Le autorità regolatorie richiedono che l’intervallo di confidenza statistico al 90% del rapporto tra il farmaco equivalente e quello di riferimento sia compreso tra 80% e 125%. Questo criterio statistico serve a dimostrare, con un elevato livello di affidabilità, che i due medicinali sono bioequivalenti e producono un’esposizione sostanzialmente sovrapponibile al principio attivo.

Farmaci equivalenti e sostenibilità del Servizio sanitario nazionale

L’utilizzo dei farmaci equivalenti rappresenta uno strumento importante per utilizzare in modo più efficiente le risorse disponibili per la salute pubblica. Quando un brevetto scade e arriva sul mercato un equivalente, il prezzo del medicinale tende a ridursi perché più aziende possono produrre e commercializzare la stessa molecola.

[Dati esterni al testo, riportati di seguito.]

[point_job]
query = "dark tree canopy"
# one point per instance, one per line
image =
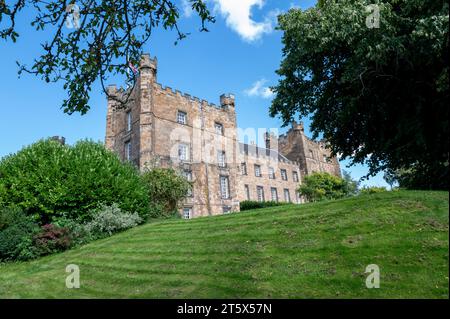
(93, 39)
(379, 95)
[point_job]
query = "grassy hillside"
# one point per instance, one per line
(307, 251)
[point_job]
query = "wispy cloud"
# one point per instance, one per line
(187, 8)
(258, 89)
(237, 14)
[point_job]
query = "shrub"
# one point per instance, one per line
(16, 235)
(166, 188)
(249, 204)
(109, 220)
(320, 186)
(372, 190)
(52, 239)
(48, 178)
(78, 232)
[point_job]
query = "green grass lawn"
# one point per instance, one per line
(317, 250)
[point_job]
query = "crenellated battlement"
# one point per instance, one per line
(226, 100)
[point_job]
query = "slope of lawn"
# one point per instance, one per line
(317, 250)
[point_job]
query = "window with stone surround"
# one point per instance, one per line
(128, 150)
(244, 168)
(128, 116)
(287, 197)
(182, 117)
(187, 213)
(188, 176)
(183, 152)
(260, 193)
(271, 173)
(218, 128)
(283, 175)
(224, 187)
(274, 194)
(221, 159)
(258, 170)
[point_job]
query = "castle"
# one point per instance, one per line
(168, 128)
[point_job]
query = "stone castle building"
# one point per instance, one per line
(164, 127)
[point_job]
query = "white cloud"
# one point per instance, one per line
(259, 90)
(237, 14)
(187, 8)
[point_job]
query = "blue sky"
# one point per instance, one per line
(239, 55)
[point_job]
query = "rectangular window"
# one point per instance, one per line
(283, 175)
(182, 117)
(287, 197)
(257, 170)
(224, 187)
(247, 192)
(128, 121)
(218, 128)
(188, 176)
(221, 159)
(271, 173)
(260, 193)
(274, 194)
(187, 213)
(183, 152)
(244, 168)
(128, 150)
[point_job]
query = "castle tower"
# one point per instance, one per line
(312, 156)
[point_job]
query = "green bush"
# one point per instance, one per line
(166, 189)
(52, 239)
(372, 190)
(321, 186)
(16, 235)
(47, 178)
(108, 220)
(250, 204)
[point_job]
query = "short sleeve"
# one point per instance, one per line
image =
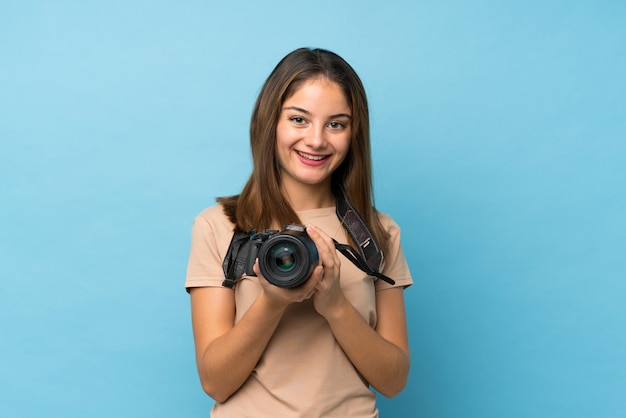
(395, 264)
(211, 233)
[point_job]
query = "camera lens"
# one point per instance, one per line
(283, 257)
(288, 258)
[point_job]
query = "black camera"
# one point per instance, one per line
(286, 258)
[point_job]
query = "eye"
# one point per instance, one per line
(336, 125)
(297, 120)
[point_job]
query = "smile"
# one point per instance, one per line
(311, 156)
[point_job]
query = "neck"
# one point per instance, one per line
(310, 197)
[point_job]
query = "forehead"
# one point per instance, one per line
(318, 91)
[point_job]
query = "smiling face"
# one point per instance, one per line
(312, 136)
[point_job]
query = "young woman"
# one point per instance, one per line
(315, 350)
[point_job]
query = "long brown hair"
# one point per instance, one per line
(261, 204)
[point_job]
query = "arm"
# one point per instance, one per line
(381, 355)
(226, 353)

Questo permette al Servizio sanitario nazionale di ottenere risparmi mantenendo comunque la possibilità di curare i pazienti con farmaci efficaci e sicuri. Queste risorse liberate possono essere utilizzate per altre esigenze sanitarie, come l’accesso ai farmaci innovativi, spesso caratterizzati da costi molto elevati perché ancora protetti da brevetto e perché frutto di nuove ricerche scientifiche.

Il sistema crea quindi un equilibrio: da una parte si garantisce l’accesso a terapie consolidate a un costo sostenibile, dall’altra si liberano fondi per introdurre nuove cure. Il risparmio generato dagli equivalenti rappresenta un modo per rendere il sistema sanitario più sostenibile nel tempo, soprattutto considerando l’aumento del numero di persone che necessitano di terapie croniche e l’arrivo continuo di nuovi trattamenti innovativi.

Grazie al rigoroso processo di autorizzazione e ai controlli continui, questi medicinali garantiscono la stessa qualità e sicurezza dei farmaci di marca, contribuendo alla sostenibilità del Servizio sanitario nazionale.